Watching 4 compilers (ICC, XLC, GCC, Open64) go through about 10 years
worth of rewriting inliners every few years ;)

>
> With the current LLVM inliner (significant portions of which are quite new)
> I would not expect bad decisions by delaying inlining until link time. In
> fact, there are a large number of heuristics we use during per-module
> inlining which make *zero* sense if you eventually perform LTO.

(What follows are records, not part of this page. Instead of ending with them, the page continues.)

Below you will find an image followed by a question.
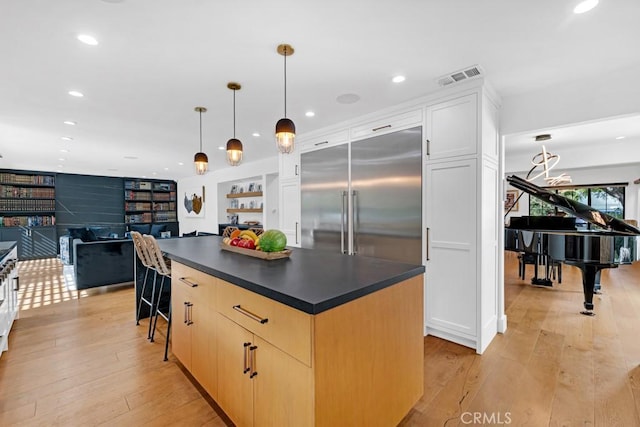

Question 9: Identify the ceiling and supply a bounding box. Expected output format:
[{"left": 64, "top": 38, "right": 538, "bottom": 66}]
[{"left": 0, "top": 0, "right": 640, "bottom": 179}]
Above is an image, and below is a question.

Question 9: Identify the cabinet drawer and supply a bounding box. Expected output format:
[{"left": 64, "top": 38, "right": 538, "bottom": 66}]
[
  {"left": 216, "top": 280, "right": 311, "bottom": 366},
  {"left": 351, "top": 110, "right": 422, "bottom": 140},
  {"left": 171, "top": 261, "right": 216, "bottom": 305}
]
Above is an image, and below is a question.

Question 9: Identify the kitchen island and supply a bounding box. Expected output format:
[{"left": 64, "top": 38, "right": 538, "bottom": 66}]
[{"left": 159, "top": 236, "right": 424, "bottom": 426}]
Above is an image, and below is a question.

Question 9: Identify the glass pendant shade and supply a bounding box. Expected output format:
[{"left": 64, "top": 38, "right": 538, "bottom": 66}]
[
  {"left": 276, "top": 44, "right": 296, "bottom": 154},
  {"left": 276, "top": 117, "right": 296, "bottom": 154},
  {"left": 227, "top": 138, "right": 242, "bottom": 166},
  {"left": 193, "top": 153, "right": 209, "bottom": 175}
]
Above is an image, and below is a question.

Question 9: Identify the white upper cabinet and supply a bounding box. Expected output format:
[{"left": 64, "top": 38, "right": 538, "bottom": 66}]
[
  {"left": 351, "top": 109, "right": 422, "bottom": 141},
  {"left": 426, "top": 93, "right": 479, "bottom": 160}
]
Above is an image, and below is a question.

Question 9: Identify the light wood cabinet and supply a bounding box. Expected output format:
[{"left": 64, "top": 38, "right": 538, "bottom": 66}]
[
  {"left": 216, "top": 313, "right": 313, "bottom": 426},
  {"left": 172, "top": 262, "right": 424, "bottom": 427},
  {"left": 171, "top": 263, "right": 218, "bottom": 399}
]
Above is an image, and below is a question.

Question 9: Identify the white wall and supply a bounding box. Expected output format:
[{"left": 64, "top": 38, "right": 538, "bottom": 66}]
[
  {"left": 500, "top": 61, "right": 640, "bottom": 135},
  {"left": 178, "top": 153, "right": 278, "bottom": 234}
]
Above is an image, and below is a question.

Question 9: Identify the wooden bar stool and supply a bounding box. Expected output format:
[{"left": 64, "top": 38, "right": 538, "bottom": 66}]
[
  {"left": 143, "top": 234, "right": 171, "bottom": 360},
  {"left": 131, "top": 231, "right": 157, "bottom": 339}
]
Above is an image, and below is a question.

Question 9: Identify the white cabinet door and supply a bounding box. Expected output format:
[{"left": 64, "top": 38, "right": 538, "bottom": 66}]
[
  {"left": 280, "top": 180, "right": 300, "bottom": 247},
  {"left": 426, "top": 93, "right": 479, "bottom": 160},
  {"left": 425, "top": 159, "right": 478, "bottom": 340}
]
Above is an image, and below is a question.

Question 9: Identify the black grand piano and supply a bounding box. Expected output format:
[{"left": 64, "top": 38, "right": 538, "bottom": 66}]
[{"left": 505, "top": 176, "right": 640, "bottom": 316}]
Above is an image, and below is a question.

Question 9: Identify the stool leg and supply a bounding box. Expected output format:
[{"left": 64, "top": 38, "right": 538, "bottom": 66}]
[
  {"left": 149, "top": 276, "right": 164, "bottom": 342},
  {"left": 164, "top": 301, "right": 171, "bottom": 362},
  {"left": 147, "top": 271, "right": 158, "bottom": 339},
  {"left": 136, "top": 267, "right": 149, "bottom": 325}
]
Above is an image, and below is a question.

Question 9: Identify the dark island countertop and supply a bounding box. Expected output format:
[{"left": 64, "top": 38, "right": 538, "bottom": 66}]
[
  {"left": 158, "top": 236, "right": 425, "bottom": 314},
  {"left": 0, "top": 241, "right": 18, "bottom": 262}
]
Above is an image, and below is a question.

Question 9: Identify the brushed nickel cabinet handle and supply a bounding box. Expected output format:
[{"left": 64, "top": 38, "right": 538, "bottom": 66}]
[
  {"left": 249, "top": 345, "right": 258, "bottom": 378},
  {"left": 187, "top": 302, "right": 193, "bottom": 326},
  {"left": 242, "top": 342, "right": 251, "bottom": 374},
  {"left": 427, "top": 227, "right": 431, "bottom": 261},
  {"left": 180, "top": 277, "right": 198, "bottom": 288},
  {"left": 233, "top": 304, "right": 269, "bottom": 325}
]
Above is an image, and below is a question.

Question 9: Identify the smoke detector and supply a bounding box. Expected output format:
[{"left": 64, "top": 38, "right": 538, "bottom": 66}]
[{"left": 436, "top": 64, "right": 484, "bottom": 87}]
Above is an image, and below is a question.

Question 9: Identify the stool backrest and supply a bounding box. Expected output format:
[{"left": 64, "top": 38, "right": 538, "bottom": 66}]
[
  {"left": 130, "top": 231, "right": 155, "bottom": 268},
  {"left": 142, "top": 234, "right": 171, "bottom": 276}
]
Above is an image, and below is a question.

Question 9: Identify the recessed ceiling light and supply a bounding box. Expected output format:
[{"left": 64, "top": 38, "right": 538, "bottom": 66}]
[
  {"left": 78, "top": 34, "right": 98, "bottom": 46},
  {"left": 573, "top": 0, "right": 598, "bottom": 13},
  {"left": 336, "top": 93, "right": 360, "bottom": 104},
  {"left": 535, "top": 133, "right": 551, "bottom": 142}
]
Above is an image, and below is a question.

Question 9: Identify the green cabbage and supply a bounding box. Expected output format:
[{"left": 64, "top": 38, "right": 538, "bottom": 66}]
[{"left": 260, "top": 229, "right": 287, "bottom": 252}]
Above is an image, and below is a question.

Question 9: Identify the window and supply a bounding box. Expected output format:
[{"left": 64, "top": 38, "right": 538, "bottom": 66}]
[{"left": 529, "top": 184, "right": 626, "bottom": 228}]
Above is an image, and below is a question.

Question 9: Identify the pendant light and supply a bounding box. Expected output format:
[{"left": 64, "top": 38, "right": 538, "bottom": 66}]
[
  {"left": 193, "top": 107, "right": 209, "bottom": 175},
  {"left": 276, "top": 44, "right": 296, "bottom": 154},
  {"left": 227, "top": 82, "right": 242, "bottom": 166}
]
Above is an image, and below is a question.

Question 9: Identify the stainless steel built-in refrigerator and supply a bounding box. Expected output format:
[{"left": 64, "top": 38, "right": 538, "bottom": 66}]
[{"left": 300, "top": 127, "right": 422, "bottom": 264}]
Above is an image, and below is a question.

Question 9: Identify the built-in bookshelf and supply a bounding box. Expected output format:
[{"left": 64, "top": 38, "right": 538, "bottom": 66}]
[
  {"left": 124, "top": 179, "right": 178, "bottom": 224},
  {"left": 0, "top": 172, "right": 56, "bottom": 227}
]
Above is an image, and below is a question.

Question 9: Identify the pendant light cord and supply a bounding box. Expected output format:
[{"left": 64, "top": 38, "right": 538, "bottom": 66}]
[
  {"left": 284, "top": 46, "right": 287, "bottom": 117},
  {"left": 199, "top": 110, "right": 202, "bottom": 153}
]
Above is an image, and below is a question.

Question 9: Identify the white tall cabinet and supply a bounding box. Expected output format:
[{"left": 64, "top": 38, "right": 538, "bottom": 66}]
[
  {"left": 280, "top": 79, "right": 506, "bottom": 353},
  {"left": 423, "top": 86, "right": 503, "bottom": 353}
]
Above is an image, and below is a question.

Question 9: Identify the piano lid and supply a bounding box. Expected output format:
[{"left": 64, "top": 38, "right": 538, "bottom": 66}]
[{"left": 507, "top": 175, "right": 640, "bottom": 236}]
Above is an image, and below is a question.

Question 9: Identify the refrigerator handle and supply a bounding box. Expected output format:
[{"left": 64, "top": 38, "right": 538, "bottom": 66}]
[
  {"left": 340, "top": 191, "right": 347, "bottom": 254},
  {"left": 426, "top": 227, "right": 431, "bottom": 261},
  {"left": 351, "top": 190, "right": 358, "bottom": 255}
]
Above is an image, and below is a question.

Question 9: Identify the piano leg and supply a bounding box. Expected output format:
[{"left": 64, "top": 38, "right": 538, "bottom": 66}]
[
  {"left": 567, "top": 262, "right": 618, "bottom": 316},
  {"left": 580, "top": 264, "right": 600, "bottom": 316}
]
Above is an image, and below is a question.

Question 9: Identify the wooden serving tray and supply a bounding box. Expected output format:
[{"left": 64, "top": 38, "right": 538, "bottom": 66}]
[{"left": 220, "top": 244, "right": 291, "bottom": 260}]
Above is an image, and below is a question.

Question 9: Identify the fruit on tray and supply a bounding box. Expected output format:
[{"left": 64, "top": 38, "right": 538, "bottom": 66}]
[{"left": 260, "top": 229, "right": 287, "bottom": 252}]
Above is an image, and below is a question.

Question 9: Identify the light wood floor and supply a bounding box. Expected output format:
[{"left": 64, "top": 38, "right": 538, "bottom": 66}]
[{"left": 0, "top": 253, "right": 640, "bottom": 427}]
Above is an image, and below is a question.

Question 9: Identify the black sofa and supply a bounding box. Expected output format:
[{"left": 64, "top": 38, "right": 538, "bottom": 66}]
[{"left": 73, "top": 239, "right": 135, "bottom": 290}]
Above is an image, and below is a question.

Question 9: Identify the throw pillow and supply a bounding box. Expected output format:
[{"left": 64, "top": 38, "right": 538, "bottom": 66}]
[
  {"left": 67, "top": 227, "right": 89, "bottom": 242},
  {"left": 129, "top": 224, "right": 151, "bottom": 234},
  {"left": 151, "top": 224, "right": 167, "bottom": 238}
]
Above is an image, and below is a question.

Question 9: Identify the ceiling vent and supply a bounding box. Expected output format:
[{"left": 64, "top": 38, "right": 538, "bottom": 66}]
[{"left": 436, "top": 65, "right": 484, "bottom": 86}]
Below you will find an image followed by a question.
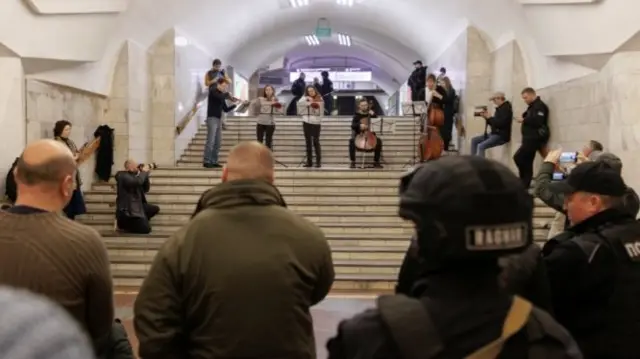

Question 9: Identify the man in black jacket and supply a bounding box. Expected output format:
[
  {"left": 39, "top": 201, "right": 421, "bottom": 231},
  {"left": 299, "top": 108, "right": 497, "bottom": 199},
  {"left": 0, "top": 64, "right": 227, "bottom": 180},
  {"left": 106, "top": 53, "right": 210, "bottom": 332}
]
[
  {"left": 543, "top": 161, "right": 640, "bottom": 359},
  {"left": 287, "top": 72, "right": 307, "bottom": 116},
  {"left": 471, "top": 92, "right": 513, "bottom": 157},
  {"left": 327, "top": 156, "right": 582, "bottom": 359},
  {"left": 407, "top": 60, "right": 427, "bottom": 101},
  {"left": 202, "top": 77, "right": 238, "bottom": 168},
  {"left": 534, "top": 149, "right": 640, "bottom": 218},
  {"left": 116, "top": 160, "right": 160, "bottom": 234},
  {"left": 513, "top": 87, "right": 551, "bottom": 188}
]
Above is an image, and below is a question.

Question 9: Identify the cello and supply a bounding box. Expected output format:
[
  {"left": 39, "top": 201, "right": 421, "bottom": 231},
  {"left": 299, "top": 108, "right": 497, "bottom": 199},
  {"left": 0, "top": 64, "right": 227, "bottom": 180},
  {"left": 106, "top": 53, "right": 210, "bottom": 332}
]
[{"left": 418, "top": 85, "right": 444, "bottom": 161}]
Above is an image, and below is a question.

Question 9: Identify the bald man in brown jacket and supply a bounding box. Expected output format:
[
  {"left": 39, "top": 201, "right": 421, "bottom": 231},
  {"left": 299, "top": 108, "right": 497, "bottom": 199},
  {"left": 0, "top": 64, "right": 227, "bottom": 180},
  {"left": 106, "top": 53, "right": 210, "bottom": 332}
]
[{"left": 134, "top": 142, "right": 334, "bottom": 359}]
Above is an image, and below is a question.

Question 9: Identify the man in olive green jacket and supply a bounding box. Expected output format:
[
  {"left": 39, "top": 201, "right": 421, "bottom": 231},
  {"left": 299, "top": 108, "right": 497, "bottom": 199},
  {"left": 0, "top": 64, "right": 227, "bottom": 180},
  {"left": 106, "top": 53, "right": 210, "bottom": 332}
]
[{"left": 134, "top": 142, "right": 334, "bottom": 359}]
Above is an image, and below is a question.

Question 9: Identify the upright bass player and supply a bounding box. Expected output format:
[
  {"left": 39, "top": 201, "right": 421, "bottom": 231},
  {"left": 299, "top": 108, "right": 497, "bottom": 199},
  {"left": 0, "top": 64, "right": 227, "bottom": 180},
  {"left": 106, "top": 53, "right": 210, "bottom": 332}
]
[
  {"left": 418, "top": 74, "right": 447, "bottom": 162},
  {"left": 349, "top": 99, "right": 382, "bottom": 168}
]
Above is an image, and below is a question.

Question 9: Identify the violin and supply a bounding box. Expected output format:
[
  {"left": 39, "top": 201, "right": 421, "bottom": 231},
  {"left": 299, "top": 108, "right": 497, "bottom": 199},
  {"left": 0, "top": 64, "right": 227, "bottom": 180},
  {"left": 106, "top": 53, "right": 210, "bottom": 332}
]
[{"left": 418, "top": 88, "right": 444, "bottom": 161}]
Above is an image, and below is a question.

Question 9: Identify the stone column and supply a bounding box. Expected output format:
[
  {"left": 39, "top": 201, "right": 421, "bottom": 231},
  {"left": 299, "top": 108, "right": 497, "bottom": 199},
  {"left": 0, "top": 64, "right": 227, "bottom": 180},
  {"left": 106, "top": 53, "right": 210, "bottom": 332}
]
[
  {"left": 0, "top": 57, "right": 27, "bottom": 198},
  {"left": 149, "top": 29, "right": 176, "bottom": 166}
]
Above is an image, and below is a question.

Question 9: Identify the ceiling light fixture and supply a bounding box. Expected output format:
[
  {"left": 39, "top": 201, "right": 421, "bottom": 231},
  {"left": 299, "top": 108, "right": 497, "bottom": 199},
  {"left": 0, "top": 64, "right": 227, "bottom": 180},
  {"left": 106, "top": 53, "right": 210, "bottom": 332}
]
[
  {"left": 336, "top": 0, "right": 354, "bottom": 7},
  {"left": 338, "top": 33, "right": 351, "bottom": 47},
  {"left": 304, "top": 35, "right": 320, "bottom": 46},
  {"left": 289, "top": 0, "right": 309, "bottom": 7}
]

Sure.  The heuristics tend to become more complex over time, however,
and require more analysis (IE "oh, i'm statistically likely to be able
to eliminate large parts of this function because it will become
constant" or "oh, inlining this performance critical function will
enable us to eliminate  loads of otherwise undecidable-aliasing
pointers").  That analysis is usually stymied by lack of inlining and
simple CSE/dead code elimination (because in order to be fast, it's
usually not flow sensitive and has no concept of whether the code will
ever be executed).

I wouldn't disagree that with the exact current heuristics i see in
the inliner, you could delay all decisions until later and get better
results.

>
> A very long-standing todo of mine is to build a per-module set of passes for
> LTO builds that is very carefully chosen to be information preserving and
> avoid decisions which can be better made at LTO-time. I suspect that we
> would see significantly better LTO results from this, but of course only an
> experiment will show. My hunch is because the optimization passes in LLVM
> have been heavily tuned for the information available in the per-module
> pass, and many of them will be ineffective if run after. The inliner is a
> good example here. We specifically evaluate potential future inlining
> opportunities when making a particular inlining decision. Doing that
> per-module when you will eventually have total information seems flawed.
You are assuming the analysis you will run to evaluate future inlining
opportunities would not impact what that total information says :)

In a perfect world, you are right.
It's always better to delay decisions to the latest point and until
you have all possible information.
In a practical world, analysis and passes that this "all possible
information" consists of, are affected by the decisions you are now
delaying.